The Tovar Codex, attributed to the 16th-century Mexican Jesuit Juan de Tovar, contains detailed information about the rites and ceremonies of the Aztecs (also known as Mexica). The codex is illustrated with 51 full-page paintings in watercolor. Strongly influenced by pre-contact pictographic manuscripts, the paintings are of exceptional artistic quality. The manuscript is divided into three sections. The first section is a history of the travels of the Aztecs prior to the arrival of the Spanish. The second section, an illustrated history of the Aztecs, forms the main body of the manuscript. The third section contains the Tovar calendar. In this illustration, from the second section, a mummy is shown seated on a basketwork throne with the glyph of Auitzotl, a crown, feathered ornament made from quetzal plumes, a jade collar, and three men in the background. The mummy has blood coming from it. The mummy of Auitzotl, with his glyph and other symbols of his royalty, is shown in the second stage of the funeral rites of the Aztec, the cremation. The three men in the background represent the slaves who were sacrificed when an emperor died.
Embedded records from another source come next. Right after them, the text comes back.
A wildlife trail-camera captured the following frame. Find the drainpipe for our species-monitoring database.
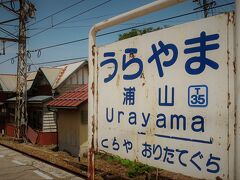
[88,0,185,179]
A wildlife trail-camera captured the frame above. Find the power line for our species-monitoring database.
[30,0,112,38]
[28,57,88,66]
[0,2,234,65]
[29,2,234,52]
[28,22,144,31]
[29,0,85,26]
[0,0,85,52]
[0,56,18,64]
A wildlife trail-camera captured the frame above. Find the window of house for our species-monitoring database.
[81,110,88,124]
[28,110,43,130]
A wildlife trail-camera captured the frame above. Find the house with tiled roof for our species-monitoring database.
[0,72,36,136]
[25,60,88,145]
[47,84,88,157]
[3,60,88,145]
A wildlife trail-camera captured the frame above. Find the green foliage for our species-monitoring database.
[118,27,161,40]
[98,154,154,178]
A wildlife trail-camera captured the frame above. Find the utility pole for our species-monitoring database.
[0,0,36,139]
[15,0,36,139]
[15,0,27,138]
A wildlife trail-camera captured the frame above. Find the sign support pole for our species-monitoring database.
[235,0,240,179]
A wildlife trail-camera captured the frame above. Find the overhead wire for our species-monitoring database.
[29,2,234,52]
[0,56,17,64]
[30,0,112,38]
[0,2,234,65]
[0,0,88,52]
[28,0,85,27]
[28,57,88,65]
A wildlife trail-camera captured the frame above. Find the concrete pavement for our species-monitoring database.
[0,145,82,180]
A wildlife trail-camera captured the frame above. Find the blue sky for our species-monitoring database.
[0,0,234,74]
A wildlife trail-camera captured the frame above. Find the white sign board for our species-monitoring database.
[96,14,234,179]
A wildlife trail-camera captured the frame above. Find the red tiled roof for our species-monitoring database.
[47,84,88,108]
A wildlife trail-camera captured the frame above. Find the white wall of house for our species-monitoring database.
[57,103,88,156]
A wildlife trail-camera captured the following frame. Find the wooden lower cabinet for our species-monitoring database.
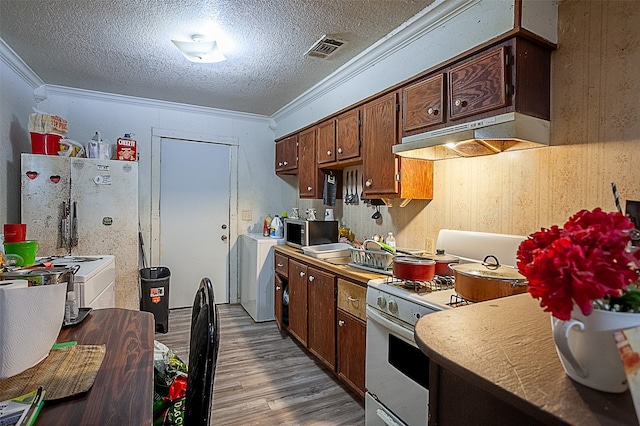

Auitzotl, or Ahuitzotl (reigned 1486–1502), the eighth Aztec emperor, son of Moctezuma I (or Montezuma) and brother of Axayácatl and Tizoc, enlarged the Aztec Empire to its greatest size. He died of a wasting disease. His funerary rites are described in another important manuscript, the Codex Durán. Auitzotl is represented by the auitzotl or ahuitzote, a kind of spiny rat or otter that lived in the lake on which Tenochtitlan was built. To ancient Mexicans, it was a fearful mythological creature, which existed to trap men for the rain god, Tlaloc.